Islamic Wealth Management; Merencanakan dan Mengelola Harta Sesuai Syariah

Oleh: Wiku Suryomurti

 

Islam sebagai agama yang paripurna menggariskan tuntunan dalam setiap sendi kehidupan manusia. Telah jelas dalam Hadits bahwa mendapatkan harta serta membelanjakannya di jalan Allah adalah hal yang mutlak karena hal tersebut akan dimintakan pertanggungjawabannya kelak di hari akhir. “Tidak akan bergeser kaki seorang hamba sehingga ia akan ditanya tentang empat perkara yaitu (1) tentang umurnya untuk apa ia hsbiskan, (2) tentang ilmunya untuk apa ia amalkan, (3) tentang hartanya darimana ia dapatkan dan kemana ia belanjakan/habiskan, dan (4) tentang badannya untuk apa ia gunakan” (HR at-Tirmidzi)
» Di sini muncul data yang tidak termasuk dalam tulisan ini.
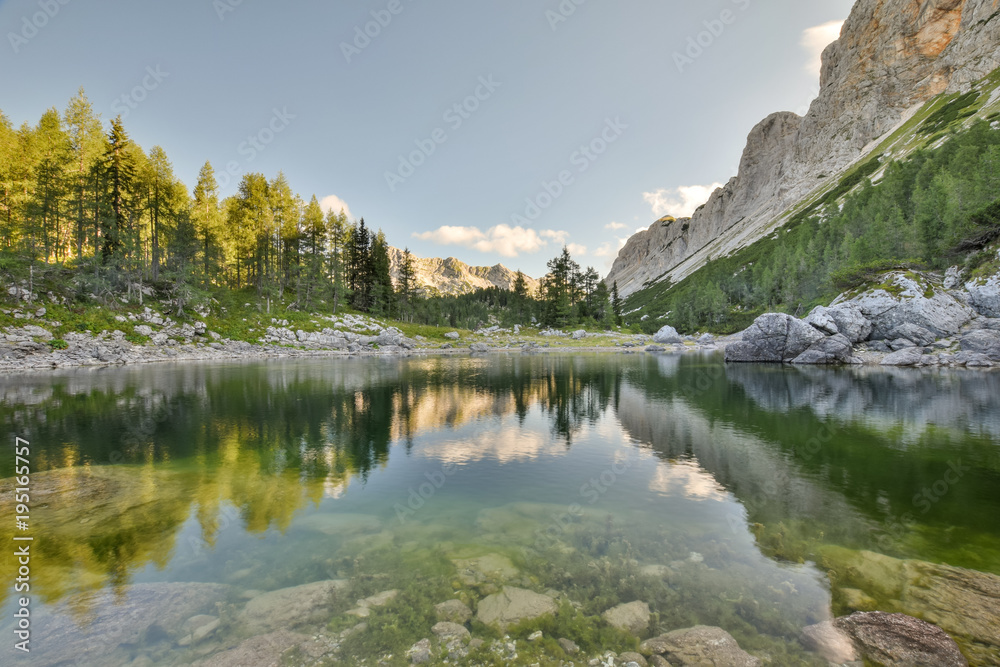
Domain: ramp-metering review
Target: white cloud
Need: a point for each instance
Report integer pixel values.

Salah satu konteksnya adalah dalam kehidupan berkeluarga di mana setiap kepala keluarga akan bekerja untuk mencari nafkah. Sementara istri atau sebagai pengelola keuangan rumah tangga akan berusaha mengoptimalkan nafkah dari sang suami untuk mencukupi kebutuhan keluarganya. Dengan prinsip kehati-hatian maka bagaimana memperoleh dan bagaimana membelanjakan harta secara Islami patut menjadi perhatian bagi semua kaum muslimin baik suami maupun istri.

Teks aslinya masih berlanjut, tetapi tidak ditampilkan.